[Libguestfs] [libnbd PATCH 4/4] copy: Ignore extents if we encountered earlier error

Wed Feb 2 14:54:35 UTC 2022

On Wed, Feb 02, 2022 at 09:42:46AM +0100, Laszlo Ersek wrote:
> On 02/01/22 20:44, Eric Blake wrote:
> > In practice, the nbd extents callback will only be called once per
> > nbd_aio_block_status, because we have only requested exactly one
> > metacontext id, and because compliant servers send only one reply
> > chunk per id.  In theory, a server could reply first with an error
> > chunk (perhaps meaning "I'm unable to get status beyond offset X")
> > followed by an extent chunk ("but here's what I was able to get")
> > while still being compliant.  And a non-compliant server can send
> > unexpected chunks, just to try and confuse us.  Right now, it would
> > take a custom NBD server to actually trigger any scenario where *error
> > would ever be non-zero on entry to next_extent() (nbdkit does not have
> > that much power).  So while *error ever being non-zero is unlikely,
> > our easiest course is to handle it the same way we would for a server
> > sending us an unexpected id: ignore the rest of the extent callback.
> > The later completion callback will handle the overall command failing.
> 
> This commit message mostly answers my question under the cover letter,
> and indeed it's quite the opposite of what I expected. I'd have expected
> the command (the exchange with the server) completing, upon which time
> the completion callback would have run; then the results (a series of
> extent callbacks) would be passed to the extent callback.
> 
> So, that's precisely *not* the case in reality. :/

Yeah, understanding the control flow is helpful.  The first thing to
note: every client command has a sticky error field (see struct
command->error); this field starts life 0, and while the command is
live, it is set to non-zero in the following scenarios: if the client
never sends the command to the server (for example, settings from
nbd_set_strict_mode() determined it would be an out-of-bounds
request); when the server replies with NBD_REPLY_TYPE_ERROR in a
structured reply (although the command may still be live if it wasn't
the final reply chunk); when the server replies with an error in a
simple reply (with simple replies, the command is necessarily
complete); or when a client mid-command callback returns -1 (only
pread_structured and block_status have these, and the command may
still be live if it wasn't the final reply chunk).  Once the command
is complete, then we call the completion callback (if there is one)
with *error set to the value of command->error, giving one more chance
to change the value stored in command->error; and then
nbd_aio_command_completed returns the value of command->error as the
error status of the overall command (unless the completion callback
returned 1 to auto-retire the command first).

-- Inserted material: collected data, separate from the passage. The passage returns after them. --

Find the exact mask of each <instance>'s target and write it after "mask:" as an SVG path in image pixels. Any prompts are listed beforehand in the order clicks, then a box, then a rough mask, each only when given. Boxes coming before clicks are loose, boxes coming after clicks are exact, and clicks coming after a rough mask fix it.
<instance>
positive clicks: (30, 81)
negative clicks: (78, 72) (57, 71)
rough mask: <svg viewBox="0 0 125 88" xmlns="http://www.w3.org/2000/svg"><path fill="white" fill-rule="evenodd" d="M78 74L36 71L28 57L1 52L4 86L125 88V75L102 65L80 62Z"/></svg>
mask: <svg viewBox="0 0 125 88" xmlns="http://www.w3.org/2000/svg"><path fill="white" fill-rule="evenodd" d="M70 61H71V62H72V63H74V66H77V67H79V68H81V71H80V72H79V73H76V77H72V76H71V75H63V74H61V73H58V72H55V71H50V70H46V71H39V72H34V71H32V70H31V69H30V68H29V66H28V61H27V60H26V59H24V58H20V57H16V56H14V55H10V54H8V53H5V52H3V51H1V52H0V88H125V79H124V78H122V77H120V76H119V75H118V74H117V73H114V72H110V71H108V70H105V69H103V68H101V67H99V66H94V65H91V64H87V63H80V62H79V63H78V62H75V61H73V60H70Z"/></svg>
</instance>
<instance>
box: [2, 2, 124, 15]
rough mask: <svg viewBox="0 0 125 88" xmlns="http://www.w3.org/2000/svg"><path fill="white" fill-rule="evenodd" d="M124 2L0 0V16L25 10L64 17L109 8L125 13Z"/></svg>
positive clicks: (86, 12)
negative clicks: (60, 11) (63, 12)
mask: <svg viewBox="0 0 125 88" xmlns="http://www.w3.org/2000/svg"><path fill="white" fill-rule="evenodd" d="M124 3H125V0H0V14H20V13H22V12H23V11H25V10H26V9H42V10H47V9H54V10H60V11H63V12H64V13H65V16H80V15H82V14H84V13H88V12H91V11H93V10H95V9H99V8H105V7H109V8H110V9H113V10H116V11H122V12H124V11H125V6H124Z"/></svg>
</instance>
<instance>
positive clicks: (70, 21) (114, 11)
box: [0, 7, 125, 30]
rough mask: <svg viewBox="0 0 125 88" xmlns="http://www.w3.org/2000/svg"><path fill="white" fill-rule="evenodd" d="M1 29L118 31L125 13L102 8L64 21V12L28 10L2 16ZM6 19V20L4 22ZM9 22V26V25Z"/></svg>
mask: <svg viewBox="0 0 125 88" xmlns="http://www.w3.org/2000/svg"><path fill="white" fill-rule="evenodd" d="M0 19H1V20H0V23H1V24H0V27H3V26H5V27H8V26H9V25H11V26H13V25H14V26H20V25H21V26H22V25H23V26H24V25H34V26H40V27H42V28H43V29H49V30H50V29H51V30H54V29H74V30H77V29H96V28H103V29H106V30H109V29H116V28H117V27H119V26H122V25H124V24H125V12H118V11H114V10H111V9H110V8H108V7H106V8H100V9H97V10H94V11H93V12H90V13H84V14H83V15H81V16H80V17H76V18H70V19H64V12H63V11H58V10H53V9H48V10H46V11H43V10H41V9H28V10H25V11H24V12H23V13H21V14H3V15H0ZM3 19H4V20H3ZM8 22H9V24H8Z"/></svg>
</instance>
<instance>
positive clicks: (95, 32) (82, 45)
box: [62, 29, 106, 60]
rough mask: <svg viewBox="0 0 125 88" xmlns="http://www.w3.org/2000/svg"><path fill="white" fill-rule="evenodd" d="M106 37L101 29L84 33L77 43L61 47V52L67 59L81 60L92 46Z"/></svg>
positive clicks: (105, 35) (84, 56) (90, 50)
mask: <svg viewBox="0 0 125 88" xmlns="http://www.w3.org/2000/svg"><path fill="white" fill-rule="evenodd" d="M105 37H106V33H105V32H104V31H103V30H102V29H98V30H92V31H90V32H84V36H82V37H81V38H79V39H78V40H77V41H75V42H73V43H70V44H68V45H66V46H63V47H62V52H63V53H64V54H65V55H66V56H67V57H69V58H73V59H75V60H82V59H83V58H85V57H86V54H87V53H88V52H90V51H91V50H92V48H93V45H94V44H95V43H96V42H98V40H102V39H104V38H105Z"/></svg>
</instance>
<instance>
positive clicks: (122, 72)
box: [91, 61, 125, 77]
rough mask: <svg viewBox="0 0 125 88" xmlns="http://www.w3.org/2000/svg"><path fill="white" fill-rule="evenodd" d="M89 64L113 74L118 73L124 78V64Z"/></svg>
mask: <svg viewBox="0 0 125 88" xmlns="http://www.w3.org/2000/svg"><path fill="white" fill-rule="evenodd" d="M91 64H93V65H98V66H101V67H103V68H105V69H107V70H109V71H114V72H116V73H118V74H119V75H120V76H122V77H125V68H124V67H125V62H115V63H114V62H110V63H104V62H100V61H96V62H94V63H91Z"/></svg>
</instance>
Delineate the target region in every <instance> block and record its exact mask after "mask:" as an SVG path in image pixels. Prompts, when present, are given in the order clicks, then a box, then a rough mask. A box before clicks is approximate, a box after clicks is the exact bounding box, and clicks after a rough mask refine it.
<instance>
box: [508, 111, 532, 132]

Then we have nbd_aio_block_status which kicks off a transaction that
will eventually send NBD_CMD_BLOCK_STATUS, and is associated with TWO
callbacks: the mandatory mid-command nbd_extents callback to read
block status information as it comes over the wire from the server,
and the optional nbd_completion callback to mark when the server has
nothing more to send.

The documentation states that the nbd_extents callback can be called 0
or more times (0 if the server replies with an error, or even if
nbd_set_strict_mode() determines that the command violates the NBD
protocol and is never even sent to the server).  If you only have one
metacontext id (as in nbdcopy only caring about base:allocation), one
time is all the more we expect from a compliant server (a noncompliant
server can send more than one reply, but we'd have to code up such a
custom server, as nbdkit does not behave that way).  The *error
parameter passed to nbd_extents is non-zero only if there is a running
error detected so far (generally unlikely; a server would have to send
an error chunk before a status chunk, or send more than one status
chunk where the libnbd client set *error during the first time the
callback was reached).

Then the nbd_completion callback is always called exactly once, after
there is nothing further to be done with the command.  The *error
parameter passed to the nbd_completion callback is the same value that
will be returned from nbd_aio_command_comppleted (unless the callback
returns 1 for auto-retiring).

And finally we have nbd_block_status: a synchronous thin wrapper that
calls nbd_aio_block_status, nbd_aio_poll, nbd_aio_command_completed
under the hood.  The nbd_extents callback is still mandatory, and is
called mid-command prior to the function call completing, in response
to server information as it comes over the wire.  The optional
nbd_completion callback of nbd_aio_block_status is not exposed (the
command completes synchronously, instead; whether we used the
completion callback under the hood is an implementation detail that
doesn't matter to the public interface).

I'm open to a documentation patch that gives more clarity on this
sequence of callbacks.

> 
> > ---
> >  copy/nbd-ops.c | 4 ++--
> >  1 file changed, 2 insertions(+), 2 deletions(-)
> > 
> > diff --git a/copy/nbd-ops.c b/copy/nbd-ops.c
> > index dfc62f20..ab30badd 100644
> > --- a/copy/nbd-ops.c
> > +++ b/copy/nbd-ops.c
> > @@ -1,5 +1,5 @@
> >  /* NBD client library in userspace.
> > - * Copyright (C) 2020 Red Hat Inc.
> > + * Copyright (C) 2020-2022 Red Hat Inc.
> >   *
> >   * This library is free software; you can redistribute it and/or
> >   * modify it under the terms of the GNU Lesser General Public
> > @@ -337,7 +337,7 @@ add_extent (void *vp, const char *metacontext,
> >    extent_list *ret = vp;
> >    size_t i;
> > 
> > -  if (strcmp (metacontext, "base:allocation") != 0)
> > +  if (strcmp (metacontext, "base:allocation") != 0 || *error)
> >      return 0;
> > 
> >    for (i = 0; i < nr_entries; i += 2) {
> > 
> 
> So, I don't understand this. First, here we have a non-aio (i.e.,
> synchronous) nbd_block_status call. in case add_extent (the extents
> callback) is entered with *error !=0, that means (per docs) "the error
> parameter contains the errno value of any previously detected error".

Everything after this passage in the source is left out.